Fusion: the optimist's choice

4 min read

Features editor Nuclear fusion receives such a small proportion of energy and research spending that an outside observer might conclude that we don’t take it seriously at all. It deserves better.

An article in the Guardian newspaper a few weeks back asked the leading question: would we rather shave 35 minutes off the journey time between London and Birmingham, or have endless non-polluting electricity? It was referring to the projected costs of the High Speed 2 rail line and the estimated cost of developing nuclear fusion to the point where it could supply commercial power: both are around £50billion.

Put like that, it’s a simple choice, isn’t it? Bugger the trains; let’s have a fusion reactor with a Union Flag on it! But of course it isn’t that simple. Look at it this way: £50billion will definitely buy you a railway (or five-eighths of a railway, if you want the trains as well). But it won’t definitely buy you fusion. because fusion isn’t something you can buy. It’s something we have to develop, and the only certainty in R&D is that nothing’s certain. The physicists working on the ITER project to build a magnetic confinement fusion tokamak in southern France are certain that their system will work and say it’s just a matter of engineering: but a matter of engineering which involves the biggest superconducting magnets ever built and a wall that can withstand neutron fluxes and temperatures hotter than the sun doesn’t really deserve the epithet “just”, as our recent Q&A shows.

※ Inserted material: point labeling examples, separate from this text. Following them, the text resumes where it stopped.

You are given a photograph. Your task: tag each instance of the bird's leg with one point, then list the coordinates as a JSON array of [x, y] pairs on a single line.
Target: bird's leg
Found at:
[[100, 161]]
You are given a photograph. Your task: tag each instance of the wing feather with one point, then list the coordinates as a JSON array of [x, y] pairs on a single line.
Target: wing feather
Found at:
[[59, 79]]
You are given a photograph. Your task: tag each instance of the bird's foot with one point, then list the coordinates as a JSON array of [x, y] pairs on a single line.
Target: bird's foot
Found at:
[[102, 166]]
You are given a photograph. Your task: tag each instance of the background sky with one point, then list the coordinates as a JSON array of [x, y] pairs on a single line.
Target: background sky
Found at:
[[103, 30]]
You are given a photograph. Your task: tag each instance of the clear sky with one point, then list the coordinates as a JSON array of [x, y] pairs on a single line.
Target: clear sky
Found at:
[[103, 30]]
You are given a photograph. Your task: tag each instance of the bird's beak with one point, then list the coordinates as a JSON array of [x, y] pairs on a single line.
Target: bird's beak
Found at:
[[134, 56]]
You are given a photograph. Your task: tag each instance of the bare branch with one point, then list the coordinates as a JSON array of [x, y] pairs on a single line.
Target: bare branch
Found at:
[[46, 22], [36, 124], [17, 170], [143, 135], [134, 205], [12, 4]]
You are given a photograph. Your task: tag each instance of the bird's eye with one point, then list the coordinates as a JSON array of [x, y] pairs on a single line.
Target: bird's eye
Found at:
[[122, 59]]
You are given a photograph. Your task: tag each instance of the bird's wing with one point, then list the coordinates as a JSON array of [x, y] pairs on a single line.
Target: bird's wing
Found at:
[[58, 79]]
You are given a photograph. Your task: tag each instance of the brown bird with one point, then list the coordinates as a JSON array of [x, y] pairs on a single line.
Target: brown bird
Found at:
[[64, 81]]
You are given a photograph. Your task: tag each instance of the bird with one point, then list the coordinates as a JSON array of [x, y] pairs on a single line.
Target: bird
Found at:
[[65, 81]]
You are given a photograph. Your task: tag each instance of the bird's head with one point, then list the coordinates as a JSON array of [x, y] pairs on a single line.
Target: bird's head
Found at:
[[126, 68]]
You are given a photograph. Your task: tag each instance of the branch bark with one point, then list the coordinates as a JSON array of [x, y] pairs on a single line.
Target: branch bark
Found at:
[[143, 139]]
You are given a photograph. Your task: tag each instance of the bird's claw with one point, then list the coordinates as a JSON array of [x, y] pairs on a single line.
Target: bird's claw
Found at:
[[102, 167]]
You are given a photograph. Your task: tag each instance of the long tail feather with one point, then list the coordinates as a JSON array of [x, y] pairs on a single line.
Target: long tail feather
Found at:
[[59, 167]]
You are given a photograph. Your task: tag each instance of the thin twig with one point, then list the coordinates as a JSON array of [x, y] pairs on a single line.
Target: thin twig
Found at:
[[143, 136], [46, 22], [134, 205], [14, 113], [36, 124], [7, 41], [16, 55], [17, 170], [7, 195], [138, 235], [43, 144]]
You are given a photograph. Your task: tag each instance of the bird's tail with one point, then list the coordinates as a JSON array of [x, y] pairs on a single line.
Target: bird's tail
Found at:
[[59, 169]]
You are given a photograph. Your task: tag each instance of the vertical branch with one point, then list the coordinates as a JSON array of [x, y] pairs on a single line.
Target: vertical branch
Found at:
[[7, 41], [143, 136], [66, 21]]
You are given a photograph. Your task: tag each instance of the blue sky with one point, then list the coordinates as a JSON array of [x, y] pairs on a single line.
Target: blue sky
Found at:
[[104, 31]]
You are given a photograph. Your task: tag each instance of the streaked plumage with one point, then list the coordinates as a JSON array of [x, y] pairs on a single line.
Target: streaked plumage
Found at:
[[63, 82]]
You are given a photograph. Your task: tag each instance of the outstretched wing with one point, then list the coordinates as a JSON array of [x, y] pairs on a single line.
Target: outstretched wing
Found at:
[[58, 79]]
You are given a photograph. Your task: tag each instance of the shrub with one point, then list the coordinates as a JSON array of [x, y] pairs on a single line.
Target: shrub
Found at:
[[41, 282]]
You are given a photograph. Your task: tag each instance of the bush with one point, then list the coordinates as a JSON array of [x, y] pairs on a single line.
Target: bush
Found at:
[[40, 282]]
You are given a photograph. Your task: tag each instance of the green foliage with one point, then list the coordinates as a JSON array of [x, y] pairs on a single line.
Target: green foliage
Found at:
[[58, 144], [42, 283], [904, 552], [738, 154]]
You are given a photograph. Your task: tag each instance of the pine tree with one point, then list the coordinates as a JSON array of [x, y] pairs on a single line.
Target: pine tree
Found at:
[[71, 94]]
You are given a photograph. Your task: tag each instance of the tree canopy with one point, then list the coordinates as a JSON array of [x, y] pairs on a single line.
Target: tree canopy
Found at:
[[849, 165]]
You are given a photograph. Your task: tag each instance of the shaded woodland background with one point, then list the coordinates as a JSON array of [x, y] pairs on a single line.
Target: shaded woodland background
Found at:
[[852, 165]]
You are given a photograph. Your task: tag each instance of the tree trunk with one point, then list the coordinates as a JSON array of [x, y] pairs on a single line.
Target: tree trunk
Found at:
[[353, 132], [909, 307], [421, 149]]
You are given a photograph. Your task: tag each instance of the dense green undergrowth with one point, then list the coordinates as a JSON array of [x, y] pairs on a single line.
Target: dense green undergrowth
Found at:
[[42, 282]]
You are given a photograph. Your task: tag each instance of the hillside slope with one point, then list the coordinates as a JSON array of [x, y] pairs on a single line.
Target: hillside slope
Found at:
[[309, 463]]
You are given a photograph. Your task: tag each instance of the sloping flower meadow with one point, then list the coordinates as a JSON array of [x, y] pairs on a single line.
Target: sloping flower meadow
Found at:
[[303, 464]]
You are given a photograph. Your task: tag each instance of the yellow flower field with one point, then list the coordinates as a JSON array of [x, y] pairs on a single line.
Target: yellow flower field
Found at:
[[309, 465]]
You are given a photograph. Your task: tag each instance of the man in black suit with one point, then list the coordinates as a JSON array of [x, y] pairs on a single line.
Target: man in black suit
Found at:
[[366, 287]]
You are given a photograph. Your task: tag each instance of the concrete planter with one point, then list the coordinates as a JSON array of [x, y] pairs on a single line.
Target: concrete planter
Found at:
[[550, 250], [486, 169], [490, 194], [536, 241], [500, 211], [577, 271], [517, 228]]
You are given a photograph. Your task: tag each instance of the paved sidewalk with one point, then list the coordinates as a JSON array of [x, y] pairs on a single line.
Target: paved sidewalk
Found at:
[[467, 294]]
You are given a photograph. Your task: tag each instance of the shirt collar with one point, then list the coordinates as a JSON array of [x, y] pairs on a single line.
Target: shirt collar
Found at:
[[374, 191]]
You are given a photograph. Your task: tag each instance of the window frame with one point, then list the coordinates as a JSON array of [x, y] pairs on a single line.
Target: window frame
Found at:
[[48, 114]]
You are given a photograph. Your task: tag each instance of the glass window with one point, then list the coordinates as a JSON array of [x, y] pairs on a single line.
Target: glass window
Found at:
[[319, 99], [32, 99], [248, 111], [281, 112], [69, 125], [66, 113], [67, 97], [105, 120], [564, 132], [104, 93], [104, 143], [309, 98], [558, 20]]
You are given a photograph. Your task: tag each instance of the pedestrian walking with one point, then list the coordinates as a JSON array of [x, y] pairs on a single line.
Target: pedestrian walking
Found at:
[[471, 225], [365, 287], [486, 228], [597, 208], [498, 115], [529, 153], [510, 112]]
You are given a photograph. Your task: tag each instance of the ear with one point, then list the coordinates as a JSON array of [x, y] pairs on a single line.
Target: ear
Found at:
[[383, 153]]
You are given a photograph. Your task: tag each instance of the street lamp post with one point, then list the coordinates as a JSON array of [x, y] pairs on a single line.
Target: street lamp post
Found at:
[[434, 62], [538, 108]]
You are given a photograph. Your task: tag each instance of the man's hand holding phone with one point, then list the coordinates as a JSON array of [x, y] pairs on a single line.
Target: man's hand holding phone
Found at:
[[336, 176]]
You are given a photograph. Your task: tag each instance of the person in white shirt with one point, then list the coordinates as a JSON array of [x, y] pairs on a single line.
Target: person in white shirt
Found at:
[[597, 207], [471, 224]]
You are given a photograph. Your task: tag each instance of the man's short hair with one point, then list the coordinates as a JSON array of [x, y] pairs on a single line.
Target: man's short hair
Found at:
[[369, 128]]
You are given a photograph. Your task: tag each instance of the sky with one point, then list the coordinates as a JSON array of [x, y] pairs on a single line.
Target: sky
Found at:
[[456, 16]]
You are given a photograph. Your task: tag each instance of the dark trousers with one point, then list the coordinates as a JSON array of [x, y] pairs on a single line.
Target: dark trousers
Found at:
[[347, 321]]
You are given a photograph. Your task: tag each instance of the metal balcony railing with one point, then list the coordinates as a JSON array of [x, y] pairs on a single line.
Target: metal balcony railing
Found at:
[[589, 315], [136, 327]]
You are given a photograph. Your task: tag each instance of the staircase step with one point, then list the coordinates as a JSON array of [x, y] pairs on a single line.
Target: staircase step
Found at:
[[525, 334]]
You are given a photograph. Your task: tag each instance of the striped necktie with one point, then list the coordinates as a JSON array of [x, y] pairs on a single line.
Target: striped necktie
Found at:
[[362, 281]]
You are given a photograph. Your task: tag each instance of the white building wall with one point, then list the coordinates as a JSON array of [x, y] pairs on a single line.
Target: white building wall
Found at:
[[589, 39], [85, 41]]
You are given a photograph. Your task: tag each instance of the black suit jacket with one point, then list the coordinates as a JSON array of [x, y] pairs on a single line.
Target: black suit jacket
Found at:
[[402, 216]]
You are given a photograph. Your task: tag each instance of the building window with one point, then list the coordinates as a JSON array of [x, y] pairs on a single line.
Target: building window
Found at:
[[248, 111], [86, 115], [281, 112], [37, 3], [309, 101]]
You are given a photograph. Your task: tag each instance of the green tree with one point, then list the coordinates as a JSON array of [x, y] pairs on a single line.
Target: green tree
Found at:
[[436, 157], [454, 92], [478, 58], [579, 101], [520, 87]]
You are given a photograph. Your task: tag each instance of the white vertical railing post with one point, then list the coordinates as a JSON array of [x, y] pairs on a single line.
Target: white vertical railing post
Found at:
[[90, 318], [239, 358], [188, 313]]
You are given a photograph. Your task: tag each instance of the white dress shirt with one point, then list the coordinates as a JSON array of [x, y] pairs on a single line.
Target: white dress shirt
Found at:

It’s a bit of a daft question anyway. You might as well ask why Real Madrid bought Gareth Bale when they could have developed fusion for the same money. It’s not as though Cristiano Ronaldo is going to stop scoring goals. Maybe they could build a tokamak under the Bernabéu. It’s not like there isn’t a precendent: Enrico Fermi’s first nuclear reactor was under the football stadium at Chicago University’s football stadium. And it could bring a whole new meaning to ‘midfield powerhouse’.

Joking aside, there is a pertinent question here: given the goal of limitless clean energy, why are we spending so little on fusion? The worldwide fusion budget is less than $1US per person per year. In the UK, we spend 0.05 per cent of our energy budget on it — and we’re one of the leading investors and technology centres, with the world’s current largest tokamak, the Joint European Torus, housed at Culham in Oxfordshire. Anyone looking from outside might conclude that, as a species or a collection of economies, we aren’t really that serious about it. When asked what he’d spend more money on if he were in charge of the country’s research budget, Prof Brian Cox (who, good looks and camera presence aside, is a leading particle physicist, so he knows what he’s talking about) says that we should throw it at fusion.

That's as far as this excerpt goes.